Müvekkilimiz tümden suçsuzdur demiyoruz. Ancak isnat edilen sucun suçlusu olmadığı inancındayız. Yargılamanın da yasal şartlara ve usule aykırı olduğu inancındayız.
Sonuç ve istem: Yargılamanın ve kanun yolları aşamalarının şimdiye kadarki gelişiminde sürekli yanlış işletilmiş olan 225. maddenin bu kez amacına ve ruhuna uygun olarak işletilmek suretiyle Onama kararının birkez daha gözden gecirilip düzeltilmesini ve dosyanın 59.madde konusundaki kararını beklemek üzere mahal mahkemesine gönderilmesi doğrultusunda tashihi karar isteminde bulunmasını başsavcılık makamından diler, aynı zamanda bu konuda bir karar veri linceye kadar. infazın, telâfisi mümkün olmadığı gözönünde tutularak, yürütmenin durdurulmasına karar verilmesini saygılarımızla vekâleten isteriz.»
Erdal Eren’in idam kararınını iki kez bozan Yargıtay 3’üncü Dairesi üyesi emekli Hakim Albay Ahmet Turan, Vatan gazetesine verdiği röportajda Erdal Eren’in er Zekeriya Önge’yi kasten öldürdüğüne dair vicdani kanaatinin olmadığını, kurşunların incelenmediğini ve kemik ölçümünün yapılmadığını şöyle belirtti:
“Erdal Eren davası 12 Eylül’den önce başlamıştı ama sıkıyönetim ilan edildiği için sıkıyönetim mahkemeleri vardı. Erdal Eren, sıkıyönetim mahkemesinde yargılanıyordu. Mahkeme, Erdal Eren’in inzibat eri Zekeriya Önge’yi bilerek, kasten, taammüden öldürdü diye idama mahkum etti. Avukatlar kararı temyiz etti ve dosya bize geldi. Ben raportör olarak atandım. Dosyayı inceledim ve diğer üyelere anlattım.
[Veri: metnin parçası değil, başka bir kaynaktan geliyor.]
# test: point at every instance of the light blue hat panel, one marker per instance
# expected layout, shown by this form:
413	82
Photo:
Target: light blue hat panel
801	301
Erdal Eren’in eri kasten, bilerek öldürdüğü noktasında bir delil yoktu ve 15 Temmuz 1980’de kararı 2 muhalif oya karşı 3 oyla bozduk. Bozma kararımız üzerine dosya tekrar sıkı yönetim mahkemesine gitti. Yeniden yargıladılar Erdal Eren’i… Tekrar idama mahkum edildi. Temyiz edildiği için tekrar bize geldi. Yaptığımız inceleme sonunda 28 Ekim 1980’de kararı tekrar bozduk. Askeri Yargıtay Başsavcılığı kararı “onayın” diye bize göndermişti ama biz kararı yine yetersiz bulduk.”
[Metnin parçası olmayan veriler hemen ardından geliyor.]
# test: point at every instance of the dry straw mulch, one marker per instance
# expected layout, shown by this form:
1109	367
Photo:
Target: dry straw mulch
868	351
“Ben idam kararına karşı çıktım. Çünkü Erdal Eren ifadesinde diyor ki; “İnzibat askerleri üzerime doğru gelirken panikledim ve ateş ettim. Askerlerin hepsi benim hedef menzilim içindeydi. Yedek şarjörüm, tabancamda daha 5 tane mermi vardı. Eğer öldürme kastıyla hareket etmiş olsaydım bunların hepsini kullanırdım. Askerler üzerime gelince ben gelişi güzel ateş ettim” diyor. Burada çok hassas bir nokta var; Vurulan erin cesedinden çıkarılan mermi çekirdeği ile sanığın tabancasından çıkan mermi çekirdeklerinin doğru dürüst mukayesesi yapılmadı. Olay yerinde iki tabancaya ait boş kovanlar bulunuyor ama onların Adli Tıp’a gönderilip mukayesesi yapılmadı. Eri vuran kurşun yüzde 100 Erdal’ın tabancasından çıktı diye bir şey yok dosyada. Çünkü incelenmemiş.”
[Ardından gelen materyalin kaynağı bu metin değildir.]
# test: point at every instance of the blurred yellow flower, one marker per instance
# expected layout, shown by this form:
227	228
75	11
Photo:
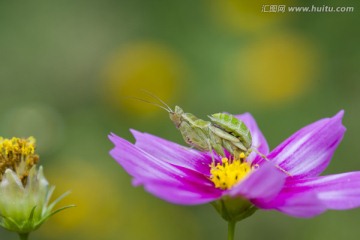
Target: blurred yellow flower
144	65
106	208
97	202
273	69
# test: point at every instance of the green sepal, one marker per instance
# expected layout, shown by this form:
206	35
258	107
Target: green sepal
234	209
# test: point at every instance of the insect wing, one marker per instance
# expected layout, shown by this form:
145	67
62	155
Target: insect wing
234	126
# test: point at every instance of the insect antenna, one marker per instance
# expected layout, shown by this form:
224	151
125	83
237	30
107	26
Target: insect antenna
152	103
157	98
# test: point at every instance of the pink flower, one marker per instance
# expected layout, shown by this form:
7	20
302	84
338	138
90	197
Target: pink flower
186	176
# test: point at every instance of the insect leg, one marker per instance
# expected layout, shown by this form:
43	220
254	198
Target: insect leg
268	160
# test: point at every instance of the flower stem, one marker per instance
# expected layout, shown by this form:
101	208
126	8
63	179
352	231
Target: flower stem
231	230
24	236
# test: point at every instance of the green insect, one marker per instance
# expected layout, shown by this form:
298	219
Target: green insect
206	136
224	132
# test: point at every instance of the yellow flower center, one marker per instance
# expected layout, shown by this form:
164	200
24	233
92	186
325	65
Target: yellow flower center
17	154
229	172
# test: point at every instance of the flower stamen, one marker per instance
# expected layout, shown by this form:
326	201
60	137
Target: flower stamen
17	154
229	172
“Erdal Eren’in yaşı tutmuyordu, 18 yaşında değildi. Rontgen çektirip kemik kalınlıklarına göre bir rapor hazırladılar ve 18 yaşında dediler. Onun inandırıcı olduğunu sanmıyorum. Adli Tıp’ta adam rontgeni çekiyor ve yaşı 18 diyor. Tarafsız mıdır? Nereden bileceğim o ortamda.”